Inputs and backends¶
- Bit depth: 8 / 10 / 12 / 16, scaled to the
[0, 255]SDR working range. - Pixel formats: all (luma-only; chroma is ignored, so 400P is fine).
- Backends: CPU scalar only. GPU twins (CUDA/SYCL/HIP) are out of scope; a future twin must keep the gamma argmin and RBF kernel sum in fp64 and is not expected to be bit-exact (per the fork's GPU-parity posture).
Limitations¶
- SDR luma only. BRISQUE is trained on 8-bit SDR LIVE images. PQ / HLG HDR is out of scope — no HDR-trained BRISQUE model exists. On >8-bpc input the extractor emits a one-time warning and scores the content as SDR; the score is not meaningful for HDR transfer characteristics.

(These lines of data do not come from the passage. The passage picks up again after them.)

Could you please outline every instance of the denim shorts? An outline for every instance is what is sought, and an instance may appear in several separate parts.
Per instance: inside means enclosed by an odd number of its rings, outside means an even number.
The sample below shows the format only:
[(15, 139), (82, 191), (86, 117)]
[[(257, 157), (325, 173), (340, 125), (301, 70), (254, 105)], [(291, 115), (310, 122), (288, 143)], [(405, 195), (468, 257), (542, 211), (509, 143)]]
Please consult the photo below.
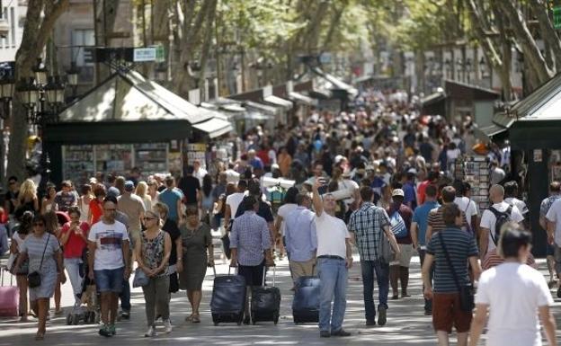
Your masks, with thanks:
[(124, 280), (125, 267), (94, 271), (98, 292), (120, 293)]

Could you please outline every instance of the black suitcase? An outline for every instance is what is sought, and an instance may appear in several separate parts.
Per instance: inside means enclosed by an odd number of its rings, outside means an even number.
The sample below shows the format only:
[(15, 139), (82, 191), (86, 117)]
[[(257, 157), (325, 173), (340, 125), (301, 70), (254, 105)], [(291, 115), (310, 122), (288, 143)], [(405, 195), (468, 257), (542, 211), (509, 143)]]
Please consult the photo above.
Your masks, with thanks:
[[(214, 268), (213, 268), (214, 270)], [(216, 275), (210, 299), (210, 313), (214, 325), (219, 323), (236, 323), (244, 320), (245, 309), (245, 279), (241, 275)]]
[(280, 290), (275, 287), (276, 271), (272, 267), (272, 287), (265, 285), (265, 271), (263, 270), (263, 286), (252, 288), (251, 318), (252, 323), (272, 321), (279, 322), (280, 313)]
[(299, 277), (296, 281), (292, 317), (295, 324), (319, 322), (319, 278)]

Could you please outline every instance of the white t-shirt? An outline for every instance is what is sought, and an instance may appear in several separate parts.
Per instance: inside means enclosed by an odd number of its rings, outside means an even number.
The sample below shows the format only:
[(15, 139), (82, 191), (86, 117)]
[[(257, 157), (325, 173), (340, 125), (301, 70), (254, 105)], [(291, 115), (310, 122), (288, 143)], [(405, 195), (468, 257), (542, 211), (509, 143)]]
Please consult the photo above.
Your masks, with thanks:
[(103, 221), (92, 226), (88, 240), (95, 242), (94, 271), (114, 270), (125, 265), (122, 256), (122, 242), (129, 240), (127, 227), (119, 221), (111, 225)]
[(484, 271), (476, 304), (489, 306), (487, 346), (541, 346), (537, 310), (553, 298), (539, 271), (512, 262)]
[(461, 211), (464, 212), (464, 214), (466, 214), (468, 224), (469, 224), (469, 226), (471, 227), (471, 217), (478, 214), (476, 202), (468, 197), (456, 197), (456, 199), (454, 199), (454, 203)]
[(230, 211), (232, 211), (231, 218), (236, 217), (237, 207), (239, 207), (242, 200), (244, 200), (244, 192), (235, 192), (226, 198), (226, 205), (230, 206)]
[(504, 201), (511, 206), (516, 206), (521, 214), (526, 215), (526, 213), (528, 213), (528, 207), (526, 207), (526, 203), (524, 203), (523, 200), (521, 200), (515, 197), (508, 197), (504, 199)]
[(322, 255), (347, 257), (345, 239), (351, 238), (344, 222), (326, 212), (316, 216), (316, 232), (317, 234), (317, 257)]
[[(509, 207), (511, 207), (511, 205), (503, 200), (501, 203), (494, 203), (493, 207), (498, 211), (503, 213), (506, 211), (506, 209), (508, 209)], [(516, 206), (512, 206), (512, 212), (511, 213), (511, 221), (519, 223), (519, 222), (521, 222), (523, 219), (524, 219), (524, 217), (522, 217), (522, 214), (521, 214), (520, 210), (518, 210), (518, 208), (516, 208)], [(479, 224), (479, 226), (489, 229), (489, 245), (487, 246), (487, 251), (491, 251), (496, 248), (496, 245), (494, 244), (494, 241), (493, 240), (493, 237), (494, 236), (494, 223), (495, 222), (496, 222), (496, 217), (494, 217), (494, 214), (493, 214), (491, 210), (487, 209), (483, 212), (483, 215), (481, 216), (481, 223)]]
[(550, 222), (555, 222), (556, 231), (554, 235), (554, 242), (557, 244), (557, 246), (561, 246), (561, 199), (553, 202), (549, 208), (549, 211), (546, 214), (546, 218)]
[(298, 204), (296, 203), (287, 203), (279, 207), (279, 211), (277, 211), (277, 214), (282, 217), (282, 222), (280, 223), (280, 235), (284, 235), (284, 227), (289, 214), (290, 214), (292, 210), (296, 209), (297, 208)]

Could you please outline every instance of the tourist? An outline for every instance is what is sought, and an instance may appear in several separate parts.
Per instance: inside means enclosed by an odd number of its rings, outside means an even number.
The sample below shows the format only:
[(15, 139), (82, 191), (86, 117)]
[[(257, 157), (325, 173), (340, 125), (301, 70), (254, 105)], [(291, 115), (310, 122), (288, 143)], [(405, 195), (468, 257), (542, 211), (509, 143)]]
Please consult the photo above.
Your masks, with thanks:
[[(172, 251), (169, 234), (160, 228), (160, 216), (152, 210), (144, 214), (146, 231), (135, 244), (135, 257), (138, 268), (148, 278), (147, 285), (142, 286), (147, 331), (146, 337), (156, 336), (156, 312), (162, 315), (165, 333), (172, 332), (169, 309), (168, 261)], [(138, 274), (137, 274), (138, 275)]]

- Near-zero AGGD sign sensitivity. The AGGD paired-product fit buckets samples by a strict sign cutoff (
x<0/x>0, zeros excluded). On heavily-compressed near-flat content a large fraction of paired products sit within ~1e-11 of zero, so the bucket assignment — and henceetaand the score — is sensitive to floating-point summation order (~0.1 score units). This is inherent to BRISQUE. Correctness is validated on stable natural content (cameraman: C extractor-13.70844vs an independent MATLAB-faithful oracle-13.70840, ~5e-5); the in-tree fixture snapshot (testdata/scores_cpu_brisque.json) is the extractor's own deterministic output rather than a places=4 cross-assert. - Minimum frame size: width and height each ≥ 7 (the 7×7 window must fit).
Updating the model and regenerating the score snapshot¶
There is no header to regenerate: the model is embedded straight from the vendored binary at build time. To swap in a different/retrained model, replace model/other_models/brisque_live.model (keep the libsvm text format) and rebuild — Meson re-runs xxd automatically. Update the model card (model/brisque_live_card.md), the NOTICE (model/other_models/NOTICE-brisque), and the score snapshot below to match.
To refresh the end-to-end snapshot after an intentional kernel change, run the extractor on frame 12 of the fixture and record the score:
core/build-cpu/tools/vmaf \
--reference testdata/dis_576x324_48f.yuv \
--distorted testdata/dis_576x324_48f.yuv \
--width 576 --height 324 --pixel_format 420 --bitdepth 8 \
--feature brisque --json --output /tmp/brisque.json
# update testdata/scores_cpu_brisque.json "score" and core/test/test_brisque.c
Correctness test¶
core/test/test_brisque.c (meson test_brisque, suite fast) asserts:
- gamma-table anchors
GGD(2)=1.5707963,AGGD(1)=0.5,AGGD(2)=2/π; - the 7×7 Gaussian window (unit sum, symmetric);
- GGD / AGGD fits of
[-2,-1,0,1,2,3](with zeros excluded from the AGGD buckets —right² = 14/3, not the NIQE zero-bucketing); - a symmetric AGGD giving
eta == 0exactly and an all-zero flat-patch NaN guard; - the MATLAB-imresize bicubic coefficients (normalized to 1, odd-dimension safe);
- the range-scale anchors (min→-1, max→+1, mid→0);
- an end-to-end score snapshot through the public extractor-context API;
- an odd-dimension regression (577×325) asserting a finite score and no bicubic-table overflow.
See also¶
- ADR-1115 — design + the model redistribution exception.
- docs/research/1101-brisque-nr-metric.md — research digest (constants, oracle, instability analysis).
- model/brisque_live_card.md — model card + required citation.
- NIQE — the sibling no-reference, opinion-unaware metric.